Harry demonstrated how the Monitor uses text mining to:

  • Precisely identify funding acknowledgments within research outputs, even when phrasing varies or funder names are abbreviated.
  • Enrich datasets by linking outputs to specific funders and projects, ensuring compliance with Open Science policies and mandates.
  • Support more granular reporting for funders, enabling them to monitor outcomes more effectively.

Through practical examples, Harry showed how text mining not only enhances the accuracy of the Monitor’s funding data but also adds value for funders looking to evaluate their investment in Open Access research. 

For example, Science Foundation Ireland (SFI) has partnered with the Monitor, providing project metadata that enables tailored text mining to identify specific projects acknowledged in publications. As a result, SFI benefits from precise insights into their funded outputs. For the Irish Research Council (IRC) and the Health Research Board (HRB), text mining at the funder level—without project metadata—has already significantly expanded the number of publications captured in their dashboards. Publication counts have nearly doubled for these funders, demonstrating the power of advanced mining techniques. HRB is also finalizing a Data Processing Agreement with OpenAIRE to enable project-level text mining, which will further enhance their insights.

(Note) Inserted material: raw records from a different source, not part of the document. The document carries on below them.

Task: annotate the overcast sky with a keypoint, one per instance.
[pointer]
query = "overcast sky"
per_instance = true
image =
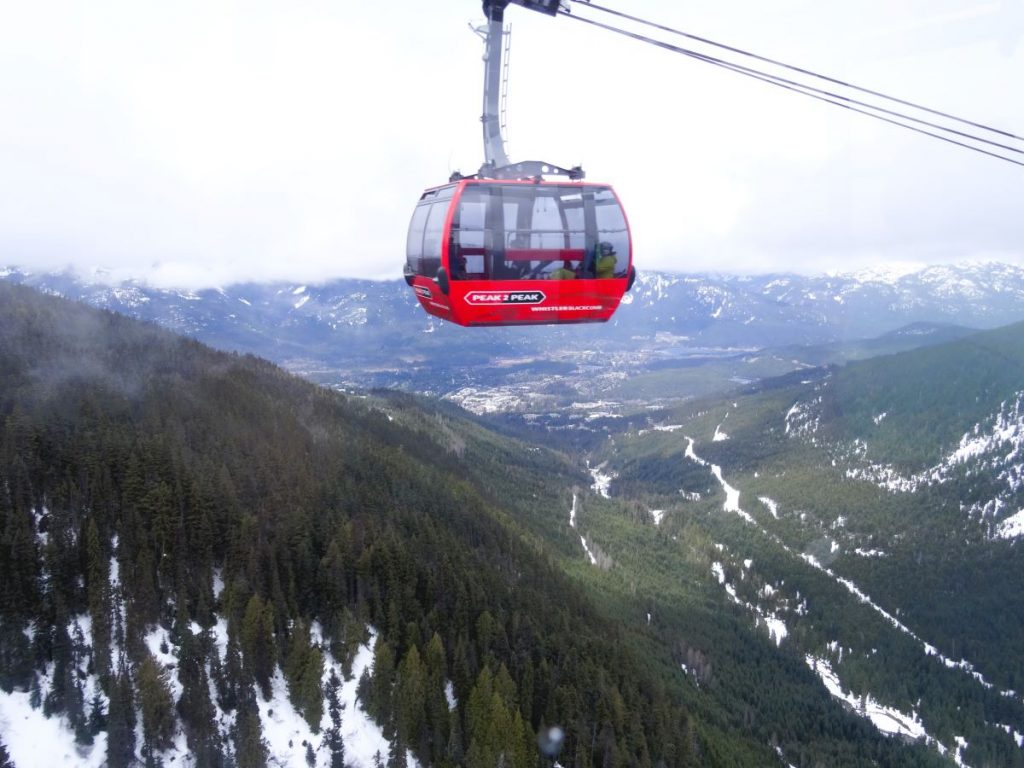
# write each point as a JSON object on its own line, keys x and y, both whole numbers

However, the impact of project metadata is even more striking. Incorporating project metadata transforms text mining from a broad search to a targeted analysis, eliminating ambiguity and reducing false positives. For example, searching for specific project identifiers like GOIPG/2013/1110 ensures that publications are accurately linked to funders’ investments. Without project metadata, relying solely on funder names can lead to misattributions - such as confusing the Health Research Board (HRB) in Ireland with similarly named organizations like the Commonwealth Health Research Board in the USA or the Public Health Research Board in England.

Funders who supply project metadata gain precision and reliability. Before project-level mining, for some funders, up to 30% of publications attributed to them via harvested metadata were false positives - funded by other organizations entirely. By introducing project data into the mining process, we eliminated these errors, delivering a clean and trustworthy dataset for their dashboards.

To see the full list of funders indexed in the OpenAIRE Graph, visit OpenAIRE’s Funder’s page in EXPLORE. Funders with a “Registered” tick mark have provided project metadata, enabling more detailed and accurate analyses. 

A Collaborative Discussion

As the session transitioned to the Q&A, participants engaged with practical questions reinforcing the importance of maintaining high standards for data quality. Without consistent and enriched metadata, the ability to draw meaningful conclusions from the Monitor’s insights would falter. As Ioanna Grypari emphasized in her closing remarks, data quality is not just an operational challenge, it’s a strategic imperative.

Strengthening Collaboration: The Next Session

Looking ahead, the third session in the Open Insights Series will take place on Thursday, February 13, 2025, at 12:00 (GMT). The session will explore the role of repositories in advancing national Open Access goals, featuring updates on the National Open Access Repositories Project, practical insights into metadata guidance, and a hands-on segment on repository integration and interoperability with OpenAIRE Provide, alongside opportunities for discussion and Q&A.